Wednesday, June 17, 2009

Body Snatchers

An old man named Ronnie walks down a quiet road on the outskirts of a small Midwestern town. As he burns through a pack of cigarettes he notices the stench of death in the air. At first he assumes a possum or raccoon’s splattered remains are hidden along the road, the wind blowing the stench to his nose. As he walks the smell grows stronger, maybe it’s a larger animal, a deer perhaps. And then he hears the sound of distant clanking metal, scraping clicking grinding mechanical sounds, somewhere in the dark ahead.

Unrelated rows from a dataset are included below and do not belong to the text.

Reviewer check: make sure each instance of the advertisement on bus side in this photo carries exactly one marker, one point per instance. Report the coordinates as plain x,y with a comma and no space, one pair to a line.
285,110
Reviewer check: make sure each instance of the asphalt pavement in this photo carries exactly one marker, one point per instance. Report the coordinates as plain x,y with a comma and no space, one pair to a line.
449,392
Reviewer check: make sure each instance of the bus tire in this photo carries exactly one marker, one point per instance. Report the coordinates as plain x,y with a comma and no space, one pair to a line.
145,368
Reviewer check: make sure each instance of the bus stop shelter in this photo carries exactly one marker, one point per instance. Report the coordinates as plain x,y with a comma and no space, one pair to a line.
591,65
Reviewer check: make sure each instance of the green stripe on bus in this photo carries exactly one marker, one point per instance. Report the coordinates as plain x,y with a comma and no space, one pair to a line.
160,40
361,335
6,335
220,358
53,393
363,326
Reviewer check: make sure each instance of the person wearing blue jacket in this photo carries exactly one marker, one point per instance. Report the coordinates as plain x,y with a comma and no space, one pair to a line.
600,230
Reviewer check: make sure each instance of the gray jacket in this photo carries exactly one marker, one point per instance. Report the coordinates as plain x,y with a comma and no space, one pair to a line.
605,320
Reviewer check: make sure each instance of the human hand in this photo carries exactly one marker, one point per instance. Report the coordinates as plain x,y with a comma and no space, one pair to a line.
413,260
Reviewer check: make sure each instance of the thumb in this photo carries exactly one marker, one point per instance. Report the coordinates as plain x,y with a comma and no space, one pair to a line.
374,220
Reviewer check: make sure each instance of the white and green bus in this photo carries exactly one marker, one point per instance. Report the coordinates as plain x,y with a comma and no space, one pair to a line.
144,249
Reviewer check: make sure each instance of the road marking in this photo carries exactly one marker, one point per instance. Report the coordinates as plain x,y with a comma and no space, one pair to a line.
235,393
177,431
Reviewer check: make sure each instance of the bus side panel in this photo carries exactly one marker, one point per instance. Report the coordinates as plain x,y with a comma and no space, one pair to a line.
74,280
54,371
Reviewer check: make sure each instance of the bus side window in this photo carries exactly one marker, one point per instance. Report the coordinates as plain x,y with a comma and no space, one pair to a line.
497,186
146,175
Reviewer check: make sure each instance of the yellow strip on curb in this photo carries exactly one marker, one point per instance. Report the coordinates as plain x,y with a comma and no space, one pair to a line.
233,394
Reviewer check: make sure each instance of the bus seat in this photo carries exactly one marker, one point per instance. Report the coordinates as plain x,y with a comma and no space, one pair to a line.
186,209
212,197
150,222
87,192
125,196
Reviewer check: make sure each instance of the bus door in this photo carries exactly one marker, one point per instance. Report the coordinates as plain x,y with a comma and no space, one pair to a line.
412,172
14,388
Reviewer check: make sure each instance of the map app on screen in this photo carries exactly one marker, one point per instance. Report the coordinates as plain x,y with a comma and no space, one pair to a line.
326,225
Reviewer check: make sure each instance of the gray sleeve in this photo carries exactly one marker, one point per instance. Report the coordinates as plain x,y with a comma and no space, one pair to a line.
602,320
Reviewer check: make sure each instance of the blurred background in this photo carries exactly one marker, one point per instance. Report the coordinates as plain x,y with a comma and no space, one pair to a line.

He approaches an old abandoned factory with a large graveyard to the side of it. Distant strange shapes are outlined by the yellow haze of a security light near the middle of the cemetery. The old man considers teenagers digging up bodies as a prank. Maybe it’s some diggers working overtime to move bodies to another site? A normal explanation tries to find its way into Ronnie’s head but nothing can explain those odd shapes and unusual mechanical sounds. The grave is dozens of yards off the road, a few security lights are scattered about, one near the edge of the grave where the old gravel road comes off the main street and weaves its way through the land of the dead. Ronnie decides to investigate and walks into the grave, careful not to trip over the gravestones. He approaches the odd shapes and noises towards the center of the large cemetery. A security light nearby illuminates the scene as Ronnie steps behind a large oak tree to avoid being noticed.

He drops his cigarette in disbelief as he sees what appears to be half a dozen large crab like things the size of cars, their bodies made of metal parts. He watches in horror as several use their mechanical arms to dig up graves in a systematic fashion. One pulls a coffin out of the ground, cracking it open like a giant peanut shell, scraping the body out and lifting the corpse in a suit onto its backside. It slowly and methodically moves down the old gravel road, making that odd clanking clicking grinding noise as its legs pull forward into the dark. Another one places the coffin back into the freshly dug hole, filling the dirt in and packing the earth flat. Others appear out of the dark and begin digging up other graves.


Ronnie carefully and quietly walks back from the dim illumination of the security light, afraid of being seen by these nightmarish devices. He hears one of them clicking and clanking along the gravel path closer to the old abandoned factory. He weaves through the trees and gravestones towards the sound, curious to see where it goes. Ronnie stands near a large stone as he watches the mechanical creature move to the edge of the grave. It climbs down into a stream that separates the graveyard from the factory. Its tall spider like limbs keep its machine body out of the water. After crossing the stream it pulls itself into a large circular opening of a drainage tunnel that leads into the ground, towards the old abandoned factory. He listens as the echoing clicking sound of its legs disappear and all that’s left is the noise of running water pouring out of the tunnel and into the stream.

Terrified, Ronnie gets back to the road, constantly looking behind him in fear of being followed by the mechanical spiders. He races towards the police station, a place he’s spent more than a few nights in lock up for various intoxicated reasons. He tells his story to a deputy who asks old Ronnie how much he’d had to drink that night. Angrily, Ronnie slams his fist on the deputy’s desk. “I’m not drunk goddamn it! Go out to Oak Hill Cemetery right now and you can see for your goddamn self!” Ronnie shouted at the officer.

The result of this outburst gave Ronnie a familiar room to sleep in that night, with metal bars for walls. After being locked up and told to sleep it off, Ronnie sat down on the mattress. He wasn’t entirely upset at being inside a cell tonight, at least it was safe from those things in the cemetery. An inmate nearby ran a cup up and down the bars of his cell, making a familiar clanking sound that old Ronnie went to sleep trying to forget about.



- - To be incorporated into that previously posted story idea.